= Simple cycle combustion turbine =

Typically used for jet engines or electric power generation

A simple-cycle combustion turbine (SCCT) is a type of gas turbine typically used in the power generation, aviation (jet engine), and oil and gas industries (for electricity generation and mechanical drives). The simple-cycle combustion turbine follows the Brayton Cycle and differs from a combined cycle operation in that it has only one power cycle (i.e. no provision for waste heat recovery).

==Advantages==
There are several advantages of an SCCT. The primary advantage of a SCCT is the high power generated to weight (or size) ratio, when compared to alternatives.

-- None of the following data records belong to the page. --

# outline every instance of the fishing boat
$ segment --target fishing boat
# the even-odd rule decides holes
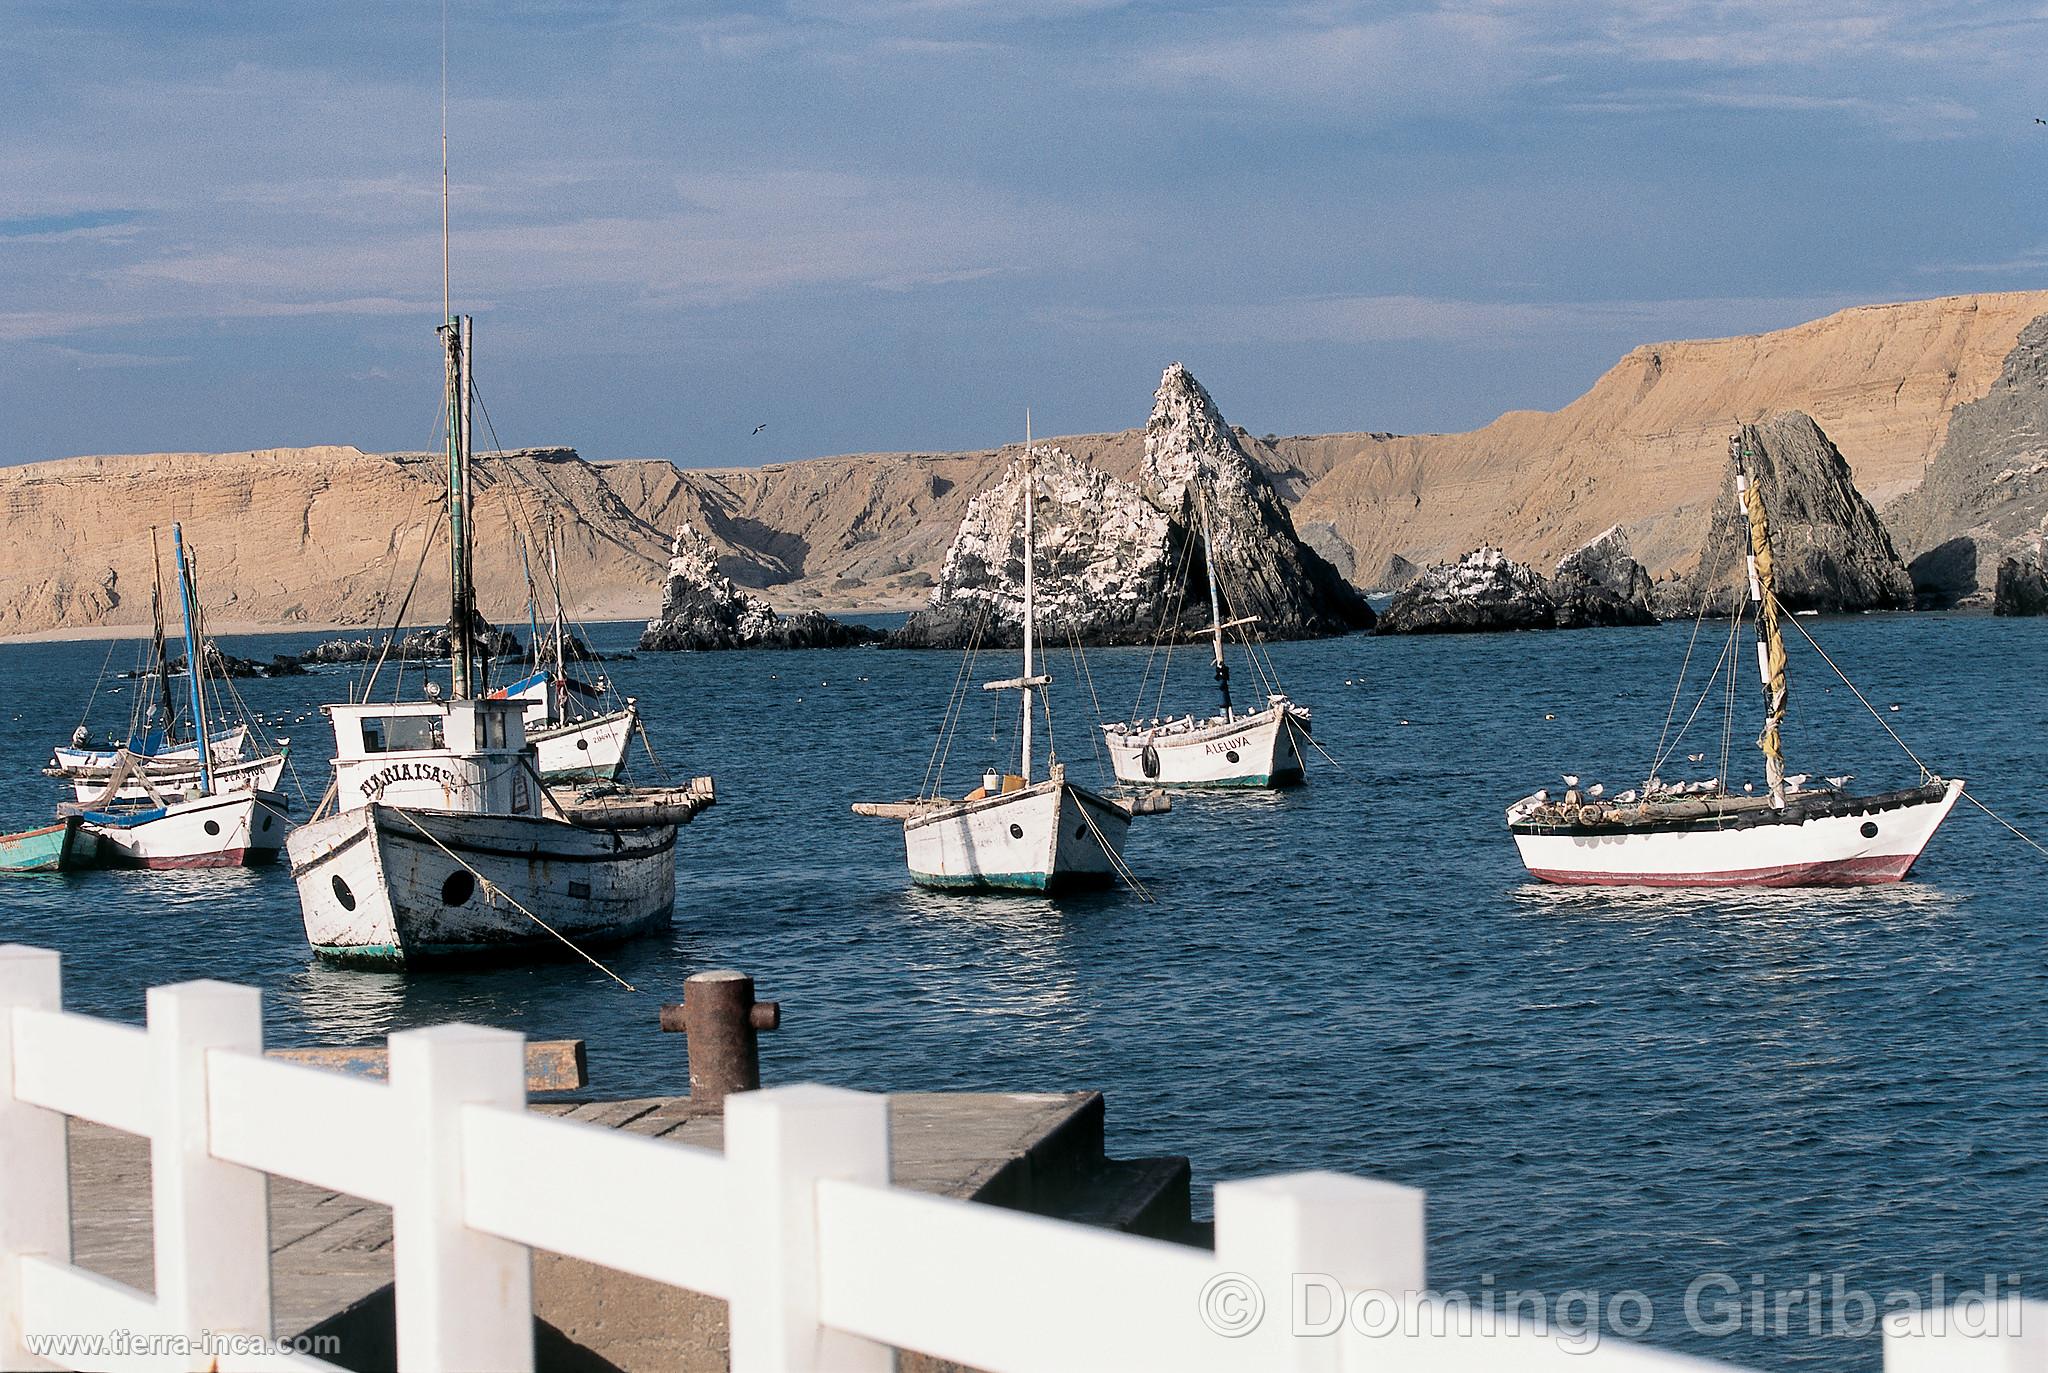
[[[126,739],[98,748],[92,744],[92,735],[80,725],[70,744],[60,744],[51,751],[49,766],[44,771],[55,777],[73,771],[106,769],[114,766],[124,752],[152,763],[196,765],[199,762],[198,740],[187,739],[182,743],[173,743],[169,736],[170,731],[159,726],[138,731]],[[226,729],[215,730],[211,743],[213,760],[216,763],[232,763],[248,752],[249,727],[231,725]]]
[[[185,660],[194,665],[187,679],[194,738],[212,739],[205,659],[198,651],[205,642],[198,589],[185,553],[184,531],[175,524],[171,542],[184,611]],[[161,640],[161,634],[158,637]],[[158,656],[161,662],[161,643]],[[121,749],[96,793],[59,810],[97,836],[100,857],[115,866],[241,867],[275,859],[289,827],[285,798],[255,785],[252,778],[233,787],[222,785],[215,778],[210,748],[195,748],[193,759],[196,773],[184,778],[187,785],[173,790],[152,774],[155,760]],[[282,768],[281,760],[278,765]]]
[[[1508,829],[1532,876],[1573,885],[1653,887],[1897,882],[1912,871],[1962,795],[1960,779],[1939,777],[1924,766],[1917,785],[1868,795],[1846,791],[1846,777],[1816,786],[1807,775],[1786,774],[1787,662],[1770,519],[1747,461],[1758,446],[1754,426],[1729,440],[1738,520],[1747,538],[1747,604],[1756,616],[1763,681],[1757,747],[1764,756],[1765,793],[1735,792],[1724,778],[1669,784],[1653,769],[1640,790],[1609,800],[1597,784],[1582,790],[1576,776],[1567,776],[1562,796],[1552,797],[1546,788],[1508,807]],[[1731,635],[1740,618],[1738,611]],[[1737,656],[1728,655],[1731,673]],[[1842,680],[1848,682],[1846,676]]]
[[[715,799],[709,778],[588,798],[556,789],[534,765],[528,702],[491,693],[474,628],[470,318],[450,314],[440,332],[451,690],[325,707],[333,786],[289,841],[307,940],[345,964],[582,953],[664,929],[676,828]]]
[[[54,825],[0,834],[0,873],[77,872],[100,861],[99,836],[83,817],[67,815]]]
[[[1035,471],[1028,432],[1027,425],[1022,459],[1024,670],[1020,676],[982,684],[984,690],[1022,694],[1018,770],[991,768],[980,786],[957,800],[939,794],[944,782],[940,775],[931,795],[909,801],[863,801],[853,807],[858,815],[903,822],[910,879],[923,887],[1058,892],[1104,886],[1119,877],[1136,885],[1123,857],[1132,817],[1167,809],[1164,797],[1118,800],[1070,781],[1066,765],[1052,760],[1050,748],[1045,775],[1033,776],[1032,720],[1038,695],[1052,685],[1052,677],[1039,671],[1036,662]]]
[[[535,767],[550,782],[616,781],[626,766],[626,751],[640,727],[640,707],[632,697],[618,709],[606,709],[610,682],[596,684],[569,675],[569,633],[562,607],[560,552],[554,530],[548,531],[548,580],[555,603],[554,638],[543,649],[534,599],[527,606],[532,628],[534,670],[519,681],[491,693],[526,705],[526,741],[533,745]],[[531,583],[529,582],[529,586]],[[551,652],[550,652],[551,650]],[[540,659],[545,655],[549,661]]]
[[[1119,782],[1171,787],[1285,787],[1306,778],[1302,766],[1301,741],[1309,737],[1309,712],[1287,698],[1284,692],[1269,692],[1266,703],[1254,711],[1240,712],[1230,699],[1230,664],[1224,657],[1226,630],[1243,631],[1257,623],[1253,616],[1226,620],[1223,593],[1216,578],[1215,540],[1209,524],[1209,503],[1199,480],[1188,483],[1202,535],[1202,565],[1209,583],[1210,661],[1216,689],[1223,697],[1222,709],[1197,719],[1119,720],[1102,727],[1109,759]],[[1163,632],[1175,632],[1171,624]],[[1244,641],[1247,655],[1262,673],[1256,649]],[[1169,650],[1166,666],[1172,665]],[[1149,668],[1148,668],[1149,672]],[[1164,689],[1164,670],[1161,689]],[[1139,700],[1144,686],[1139,687]]]
[[[216,791],[276,791],[284,780],[290,753],[290,743],[283,742],[276,753],[265,758],[238,758],[224,762],[215,757],[212,764],[213,788]],[[109,798],[114,801],[146,799],[149,792],[143,784],[144,778],[159,791],[176,793],[190,791],[206,780],[196,752],[188,752],[183,760],[167,760],[162,754],[131,754],[116,749],[107,758],[107,763],[102,766],[48,767],[43,772],[69,782],[72,799],[77,801],[91,801],[105,795],[107,782],[124,758],[133,761],[134,774],[126,778]]]

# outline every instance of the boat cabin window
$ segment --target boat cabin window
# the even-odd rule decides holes
[[[491,747],[505,747],[505,716],[502,712],[495,710],[491,712],[491,723],[488,726],[488,730],[491,736]]]
[[[365,753],[411,753],[441,746],[438,715],[383,715],[363,721]]]

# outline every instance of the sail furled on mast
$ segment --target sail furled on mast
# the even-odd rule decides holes
[[[1763,490],[1750,479],[1746,459],[1762,448],[1756,426],[1743,425],[1728,440],[1729,456],[1735,461],[1736,498],[1742,503],[1749,534],[1749,599],[1756,606],[1757,674],[1764,690],[1764,727],[1757,736],[1763,750],[1765,776],[1770,782],[1771,801],[1785,803],[1785,753],[1782,728],[1790,688],[1785,676],[1785,638],[1778,624],[1778,596],[1771,555],[1771,522],[1764,509]]]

Another advantage is the ability for it to quickly reach full power, unlike other baseload power plants that may have a minimum time of being online once started. This "minimum up" is a common term in the power industry when referring to this requirement. Therefore, SCCTs are usually used as peaking power plants, which can operate from several hours per day to a couple of dozen hours per year, depending on the electricity demand and the generating capacity of the region. In areas with a shortage of baseload and load following power plant capacity, a gas turbine power plant may regularly operate during most hours of the day and even into the evening. A typical large simple-cycle gas turbine may produce 100 to 300 megawatts of power and have 35–40% thermal efficiency. The most efficient turbines have reached 46% efficiency.

For power generation applications, the investment costs are cheaper than combined cycle combustion turbine plants (in 2003, the Energy Information Administration estimated that the cost of a combined cycle plant was US$500–550/kW, as opposed to the SCCT cost of US$389/kW), but at reduced efficiency. SCCTs require smaller capital investment than either coal or nuclear power plants and can be scaled to generate small or large amounts of power. Also, the actual construction process can take as little as several weeks to a few months, compared to years for base load power plants that require extensive plumbing and large waste heat dissipation systems.

==Disadvantages==
A simple cycle combustion turbine has a lower thermal efficiency than a combined cycle machine. Although they may be less expensive to build, simple cycle combustion turbines, due to their low efficiency, cost more to run than most other plants. This results in increased cost per kWh during peak electrical loads. Compared to combined cycle NG turbines, the lower efficiency increases the amount of NG fuel required to produce the same amount of electricity.